The catalytic activity of gold in benzyl alcohol oxidation is enhanced by adding palladium, as long as it remains on the surface in a core-shell configuration. Palladium migration to the gold core (alloy formation) decreases activity, as shown by the volcano plot. Each gold core size requires a specific Pd amount for optimal activity.
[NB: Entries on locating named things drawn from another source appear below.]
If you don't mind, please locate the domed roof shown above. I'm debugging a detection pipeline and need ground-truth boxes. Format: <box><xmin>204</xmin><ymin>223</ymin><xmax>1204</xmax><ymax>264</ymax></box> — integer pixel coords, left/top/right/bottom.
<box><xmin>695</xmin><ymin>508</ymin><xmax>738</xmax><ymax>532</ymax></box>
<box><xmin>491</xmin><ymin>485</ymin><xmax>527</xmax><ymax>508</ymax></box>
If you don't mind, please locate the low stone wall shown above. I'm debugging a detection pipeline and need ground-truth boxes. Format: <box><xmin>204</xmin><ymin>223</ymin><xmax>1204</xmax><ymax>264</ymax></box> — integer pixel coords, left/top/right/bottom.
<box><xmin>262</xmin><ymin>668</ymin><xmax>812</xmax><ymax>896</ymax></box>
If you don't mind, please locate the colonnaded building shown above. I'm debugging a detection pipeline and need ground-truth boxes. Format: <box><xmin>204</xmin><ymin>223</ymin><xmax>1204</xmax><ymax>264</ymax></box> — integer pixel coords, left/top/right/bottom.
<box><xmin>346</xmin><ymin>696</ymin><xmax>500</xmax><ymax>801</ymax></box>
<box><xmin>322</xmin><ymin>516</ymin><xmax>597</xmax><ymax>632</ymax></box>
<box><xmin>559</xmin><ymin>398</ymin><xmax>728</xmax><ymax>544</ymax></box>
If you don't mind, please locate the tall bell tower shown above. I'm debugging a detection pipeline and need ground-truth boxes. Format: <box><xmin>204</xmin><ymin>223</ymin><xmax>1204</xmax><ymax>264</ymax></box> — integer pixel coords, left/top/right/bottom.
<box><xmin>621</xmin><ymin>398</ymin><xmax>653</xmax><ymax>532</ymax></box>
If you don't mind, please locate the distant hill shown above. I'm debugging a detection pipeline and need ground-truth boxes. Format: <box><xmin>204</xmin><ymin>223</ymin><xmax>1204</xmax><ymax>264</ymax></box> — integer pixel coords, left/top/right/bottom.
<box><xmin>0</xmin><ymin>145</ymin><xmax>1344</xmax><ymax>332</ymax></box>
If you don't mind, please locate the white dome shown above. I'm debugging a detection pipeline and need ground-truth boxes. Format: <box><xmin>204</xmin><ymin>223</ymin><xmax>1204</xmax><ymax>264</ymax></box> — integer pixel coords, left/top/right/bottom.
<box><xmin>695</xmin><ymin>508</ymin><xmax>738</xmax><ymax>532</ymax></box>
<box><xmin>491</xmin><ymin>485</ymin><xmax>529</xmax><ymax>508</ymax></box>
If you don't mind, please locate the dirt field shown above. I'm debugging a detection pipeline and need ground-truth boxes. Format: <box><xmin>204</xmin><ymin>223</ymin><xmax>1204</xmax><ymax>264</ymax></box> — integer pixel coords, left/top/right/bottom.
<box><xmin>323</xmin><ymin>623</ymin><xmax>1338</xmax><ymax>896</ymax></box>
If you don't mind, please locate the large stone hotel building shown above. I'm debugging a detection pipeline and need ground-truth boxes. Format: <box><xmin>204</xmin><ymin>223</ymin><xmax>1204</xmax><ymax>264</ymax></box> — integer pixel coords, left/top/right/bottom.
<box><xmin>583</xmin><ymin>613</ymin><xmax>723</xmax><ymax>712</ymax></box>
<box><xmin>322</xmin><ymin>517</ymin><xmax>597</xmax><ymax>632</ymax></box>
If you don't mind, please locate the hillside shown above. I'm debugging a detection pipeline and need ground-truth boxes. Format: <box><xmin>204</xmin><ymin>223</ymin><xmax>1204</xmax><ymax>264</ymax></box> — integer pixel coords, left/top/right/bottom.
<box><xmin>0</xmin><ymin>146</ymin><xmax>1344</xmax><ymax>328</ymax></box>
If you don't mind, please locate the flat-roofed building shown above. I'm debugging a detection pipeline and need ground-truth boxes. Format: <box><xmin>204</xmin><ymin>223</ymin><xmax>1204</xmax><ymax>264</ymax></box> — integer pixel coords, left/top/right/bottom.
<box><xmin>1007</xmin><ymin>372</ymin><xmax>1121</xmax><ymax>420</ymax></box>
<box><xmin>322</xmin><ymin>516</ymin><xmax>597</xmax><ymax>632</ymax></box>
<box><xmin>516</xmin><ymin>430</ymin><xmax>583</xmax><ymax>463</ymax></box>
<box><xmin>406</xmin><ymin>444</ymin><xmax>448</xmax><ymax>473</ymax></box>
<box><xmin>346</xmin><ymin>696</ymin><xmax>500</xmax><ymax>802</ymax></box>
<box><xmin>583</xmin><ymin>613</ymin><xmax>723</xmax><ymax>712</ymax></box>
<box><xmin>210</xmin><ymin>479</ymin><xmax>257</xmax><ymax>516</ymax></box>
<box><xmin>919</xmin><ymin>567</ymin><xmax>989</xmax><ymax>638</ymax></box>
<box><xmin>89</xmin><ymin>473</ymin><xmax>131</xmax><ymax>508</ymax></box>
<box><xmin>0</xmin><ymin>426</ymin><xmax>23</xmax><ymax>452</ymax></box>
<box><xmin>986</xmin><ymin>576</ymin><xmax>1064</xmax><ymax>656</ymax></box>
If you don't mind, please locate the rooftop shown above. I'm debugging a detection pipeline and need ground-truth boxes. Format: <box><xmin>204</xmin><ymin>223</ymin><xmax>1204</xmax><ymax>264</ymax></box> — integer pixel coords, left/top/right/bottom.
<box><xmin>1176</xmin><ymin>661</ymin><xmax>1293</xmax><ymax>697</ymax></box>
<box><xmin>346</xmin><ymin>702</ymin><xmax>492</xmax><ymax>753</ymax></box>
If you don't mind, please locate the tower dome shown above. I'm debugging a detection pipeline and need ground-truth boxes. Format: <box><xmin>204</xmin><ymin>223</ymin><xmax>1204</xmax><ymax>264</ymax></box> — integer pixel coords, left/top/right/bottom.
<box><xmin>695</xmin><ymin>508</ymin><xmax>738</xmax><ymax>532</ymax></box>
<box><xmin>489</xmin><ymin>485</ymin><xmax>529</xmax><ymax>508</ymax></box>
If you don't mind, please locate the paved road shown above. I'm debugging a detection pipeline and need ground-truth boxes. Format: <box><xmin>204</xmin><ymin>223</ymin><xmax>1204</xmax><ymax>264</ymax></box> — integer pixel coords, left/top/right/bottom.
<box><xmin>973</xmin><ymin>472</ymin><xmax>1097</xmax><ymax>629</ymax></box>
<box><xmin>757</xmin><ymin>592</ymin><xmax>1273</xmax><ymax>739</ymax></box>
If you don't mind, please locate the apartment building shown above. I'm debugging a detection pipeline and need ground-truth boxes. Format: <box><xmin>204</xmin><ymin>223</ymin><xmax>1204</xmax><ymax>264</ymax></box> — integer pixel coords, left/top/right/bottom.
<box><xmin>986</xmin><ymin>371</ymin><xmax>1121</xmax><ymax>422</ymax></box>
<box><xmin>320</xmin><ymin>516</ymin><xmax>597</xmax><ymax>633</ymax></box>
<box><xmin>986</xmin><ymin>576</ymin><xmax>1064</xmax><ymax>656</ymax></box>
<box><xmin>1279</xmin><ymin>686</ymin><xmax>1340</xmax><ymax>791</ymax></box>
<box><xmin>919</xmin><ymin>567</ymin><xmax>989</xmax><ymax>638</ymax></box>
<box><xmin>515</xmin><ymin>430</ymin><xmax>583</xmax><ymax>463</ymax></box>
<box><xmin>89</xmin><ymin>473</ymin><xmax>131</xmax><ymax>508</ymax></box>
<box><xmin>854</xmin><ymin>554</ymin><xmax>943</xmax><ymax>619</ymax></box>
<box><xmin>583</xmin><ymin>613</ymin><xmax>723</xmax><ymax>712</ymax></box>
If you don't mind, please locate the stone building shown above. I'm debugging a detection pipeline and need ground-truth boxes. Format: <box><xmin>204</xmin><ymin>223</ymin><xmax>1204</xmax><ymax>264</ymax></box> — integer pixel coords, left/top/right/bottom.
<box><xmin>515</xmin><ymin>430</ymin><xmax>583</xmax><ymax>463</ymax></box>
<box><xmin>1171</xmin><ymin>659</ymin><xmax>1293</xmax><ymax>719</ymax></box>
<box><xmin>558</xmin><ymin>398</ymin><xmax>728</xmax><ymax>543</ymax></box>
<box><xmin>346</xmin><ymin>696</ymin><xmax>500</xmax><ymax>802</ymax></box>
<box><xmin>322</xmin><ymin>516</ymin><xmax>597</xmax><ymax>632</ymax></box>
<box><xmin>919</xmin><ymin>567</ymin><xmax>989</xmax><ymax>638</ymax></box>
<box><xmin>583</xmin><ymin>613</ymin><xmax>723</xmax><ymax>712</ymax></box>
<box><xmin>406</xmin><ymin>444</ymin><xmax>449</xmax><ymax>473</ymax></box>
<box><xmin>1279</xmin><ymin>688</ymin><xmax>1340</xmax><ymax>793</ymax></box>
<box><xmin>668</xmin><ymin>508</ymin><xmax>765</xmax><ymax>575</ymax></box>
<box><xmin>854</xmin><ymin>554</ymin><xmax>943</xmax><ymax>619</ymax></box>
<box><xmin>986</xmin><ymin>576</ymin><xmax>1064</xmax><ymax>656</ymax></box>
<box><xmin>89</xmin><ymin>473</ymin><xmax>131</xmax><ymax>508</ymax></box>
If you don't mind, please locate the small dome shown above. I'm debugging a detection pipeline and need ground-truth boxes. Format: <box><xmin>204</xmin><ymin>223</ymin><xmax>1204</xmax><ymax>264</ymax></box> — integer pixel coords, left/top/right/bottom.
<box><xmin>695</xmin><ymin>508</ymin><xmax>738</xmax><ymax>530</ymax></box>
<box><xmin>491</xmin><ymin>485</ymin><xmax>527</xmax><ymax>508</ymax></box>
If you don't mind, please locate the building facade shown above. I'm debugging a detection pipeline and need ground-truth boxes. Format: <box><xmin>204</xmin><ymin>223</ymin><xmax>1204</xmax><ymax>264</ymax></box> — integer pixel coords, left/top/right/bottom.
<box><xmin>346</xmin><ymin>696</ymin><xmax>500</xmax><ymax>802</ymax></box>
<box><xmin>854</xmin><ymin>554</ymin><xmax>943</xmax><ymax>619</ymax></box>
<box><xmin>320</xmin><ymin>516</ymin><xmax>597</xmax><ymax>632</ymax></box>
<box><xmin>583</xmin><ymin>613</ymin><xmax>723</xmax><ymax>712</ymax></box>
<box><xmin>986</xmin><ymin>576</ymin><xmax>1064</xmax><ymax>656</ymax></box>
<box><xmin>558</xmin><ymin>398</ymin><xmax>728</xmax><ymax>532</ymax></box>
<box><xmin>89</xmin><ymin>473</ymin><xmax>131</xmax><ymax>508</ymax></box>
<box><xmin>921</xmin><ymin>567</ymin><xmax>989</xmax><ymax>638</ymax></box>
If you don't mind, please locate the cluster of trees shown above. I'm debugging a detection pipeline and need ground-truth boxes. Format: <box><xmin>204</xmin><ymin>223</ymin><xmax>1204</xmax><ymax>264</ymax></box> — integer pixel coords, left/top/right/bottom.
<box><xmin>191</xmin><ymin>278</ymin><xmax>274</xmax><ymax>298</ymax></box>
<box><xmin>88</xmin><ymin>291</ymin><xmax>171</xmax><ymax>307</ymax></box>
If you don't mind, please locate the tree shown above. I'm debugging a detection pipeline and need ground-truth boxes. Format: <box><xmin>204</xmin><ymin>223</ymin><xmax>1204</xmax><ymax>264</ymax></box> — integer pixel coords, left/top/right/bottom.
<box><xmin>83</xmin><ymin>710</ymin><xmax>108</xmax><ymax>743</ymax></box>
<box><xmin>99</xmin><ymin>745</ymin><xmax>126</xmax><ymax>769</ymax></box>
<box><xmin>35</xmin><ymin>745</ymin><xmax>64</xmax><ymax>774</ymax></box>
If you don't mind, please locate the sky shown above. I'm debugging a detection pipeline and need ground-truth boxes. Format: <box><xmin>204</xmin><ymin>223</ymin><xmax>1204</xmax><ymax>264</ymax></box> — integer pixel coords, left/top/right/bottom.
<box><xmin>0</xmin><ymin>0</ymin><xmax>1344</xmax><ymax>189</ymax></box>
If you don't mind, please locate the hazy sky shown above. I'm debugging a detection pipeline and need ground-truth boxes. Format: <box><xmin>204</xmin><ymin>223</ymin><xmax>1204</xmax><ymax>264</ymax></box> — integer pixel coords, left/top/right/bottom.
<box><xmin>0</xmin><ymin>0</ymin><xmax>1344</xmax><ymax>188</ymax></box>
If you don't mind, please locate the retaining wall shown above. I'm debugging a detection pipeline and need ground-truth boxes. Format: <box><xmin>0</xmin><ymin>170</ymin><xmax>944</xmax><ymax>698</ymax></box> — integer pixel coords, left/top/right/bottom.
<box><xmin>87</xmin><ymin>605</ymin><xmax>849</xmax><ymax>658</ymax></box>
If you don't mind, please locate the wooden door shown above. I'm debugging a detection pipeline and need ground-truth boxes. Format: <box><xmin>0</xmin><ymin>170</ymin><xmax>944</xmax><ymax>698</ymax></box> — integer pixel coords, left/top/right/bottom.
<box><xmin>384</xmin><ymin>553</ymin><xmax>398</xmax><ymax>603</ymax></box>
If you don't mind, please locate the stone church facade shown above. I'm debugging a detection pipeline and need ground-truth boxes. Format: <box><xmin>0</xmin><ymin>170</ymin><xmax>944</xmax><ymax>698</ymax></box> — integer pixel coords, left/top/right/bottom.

The addition of palladium (Pd) to preformed gold nanoparticles (Au NPs) enables the formation of core-shell structures with enhanced catalytic performance in oxidation reactions. However, predicting the precise palladium content required to achieve maximum catalytic activity remains difficult based on current understanding. Herein, Pd was systematically introduced onto titania-supported Au NPs (2, 6, and 10 nm) to evaluate their performance in benzyl alcohol oxidation. A volcano-like trend in catalytic activity was observed, where activity increased with Pd addition, peaked, and then declined. The Pd loading required for maximum activity depended on Au NP size: ≈40 at% Pd/Au for 2.6 nm, ≈20 at% Pd/Au for 6.4 nm, and ≈12.5 at% Pd/Au for 10.6 nm. For Au NPs > 6 nm, peak activity aligned with monolayer Pd coverage, while for smaller NPs (2–3 nm), optimal Pd content was below monolayer predictions. X-ray absorption spectroscopy revealed a core-shell structure at low Pd content, but higher Pd loadings led to Pd diffusion into the Au core. This structural transformation likely caused activity decline, indicating that AuPd alloying negatively impacts catalysis. These results highlight that core-shell Au@Pd catalysts outperform AuPd alloys and provide crucial insights for designing highly active bimetallic catalysts.